The George W. Bush Deficit

     Krugman has a great piece today that reminds of just where this $1 trillion dollar deficit comes from in the first place. What he shows is that the deficit is chiefly made up of 5 things: the Bush tax cuts, the Bush wars, the economic downturn, the recovery measures to deal with the downturn, and the TARP and Fannie and Freddie.

    So the "structural deficit" is driven by two things more than anything else: the Bush wars and the Bush tax cuts. So if cutting the deficit is what matters why wouldn't you begin with the tax cuts? And yet the GOP wants to do it by going after Medicare and Social Security.

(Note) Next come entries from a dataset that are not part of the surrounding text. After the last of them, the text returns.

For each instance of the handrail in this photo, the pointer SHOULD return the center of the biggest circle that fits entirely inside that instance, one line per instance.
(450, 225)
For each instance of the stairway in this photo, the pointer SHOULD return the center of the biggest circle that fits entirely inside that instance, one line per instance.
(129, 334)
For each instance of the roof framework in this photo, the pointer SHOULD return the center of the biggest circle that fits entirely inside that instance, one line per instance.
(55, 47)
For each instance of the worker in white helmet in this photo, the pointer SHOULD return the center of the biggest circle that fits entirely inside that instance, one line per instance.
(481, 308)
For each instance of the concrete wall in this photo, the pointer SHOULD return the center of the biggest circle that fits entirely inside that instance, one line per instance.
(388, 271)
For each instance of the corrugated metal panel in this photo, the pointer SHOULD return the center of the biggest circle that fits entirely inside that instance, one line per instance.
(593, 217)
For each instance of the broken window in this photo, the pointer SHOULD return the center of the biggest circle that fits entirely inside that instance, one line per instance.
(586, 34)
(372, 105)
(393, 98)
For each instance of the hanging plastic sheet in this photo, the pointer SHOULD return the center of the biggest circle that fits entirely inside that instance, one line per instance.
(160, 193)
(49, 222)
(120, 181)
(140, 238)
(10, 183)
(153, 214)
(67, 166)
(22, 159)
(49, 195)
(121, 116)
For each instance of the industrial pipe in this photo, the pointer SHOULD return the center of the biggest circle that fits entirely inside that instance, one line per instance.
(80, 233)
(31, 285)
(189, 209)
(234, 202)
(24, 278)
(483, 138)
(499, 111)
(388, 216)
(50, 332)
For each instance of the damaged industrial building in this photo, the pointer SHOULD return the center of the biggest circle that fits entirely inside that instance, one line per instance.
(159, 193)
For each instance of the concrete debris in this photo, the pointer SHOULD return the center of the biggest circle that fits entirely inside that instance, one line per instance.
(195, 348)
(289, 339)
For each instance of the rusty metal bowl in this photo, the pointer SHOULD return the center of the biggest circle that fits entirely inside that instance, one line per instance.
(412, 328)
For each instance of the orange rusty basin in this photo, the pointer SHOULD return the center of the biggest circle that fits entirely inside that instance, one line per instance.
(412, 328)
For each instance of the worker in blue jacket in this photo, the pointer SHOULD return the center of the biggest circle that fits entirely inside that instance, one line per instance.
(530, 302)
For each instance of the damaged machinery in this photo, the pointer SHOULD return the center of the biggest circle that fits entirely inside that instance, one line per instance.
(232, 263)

   The Bush tax cuts have always been a pet peeve of mine. I can't think of a worse fiscal policy in my life time. Yes, there were some tax cuts for the middle class and poor-and Obama and the Dems support keeping them. Still those were basically just sweeteners. When you factor in just how regressive those tax cuts were, it's clear that if we have any hope of repairing the American Dream, we must end the tax cuts for the rich at least.

   Mind you, though I don't want to end the cuts for the middle class and the poor, it's hard to deny that the middle class and the poor were better off before those cuts. Yes, the poor were better off net when their rate was 15%. Again, I don't want to raise it-I'm in that bracket right now myself. However, if we go over the cliff it really wouldn't be the worst thing in the world:

    "The Bush tax cuts were sharply regressive -- that is, people with high incomes benefited far more as a percentage of their income. The expiration of the cuts would be correspondingly progressive, with large increases in the tax burden on high-income and wealthy families and individuals."

    "If all the tax cuts were allowed to expire, after-tax income of the lowest income quintile will fall 0.5 percent, and the middle-income quintile's income will decline 2 percent. For the top-income quintile, however, after-tax income will fall by $7,119, or 4.1 percent. And the top 1 percent by income bears the brunt of the change, paying an extra 6.4 percent of income, or $70,746."

      So a drop of 0.5 percent would not be decimating and it would give us more revenue for more social spending to help that income group.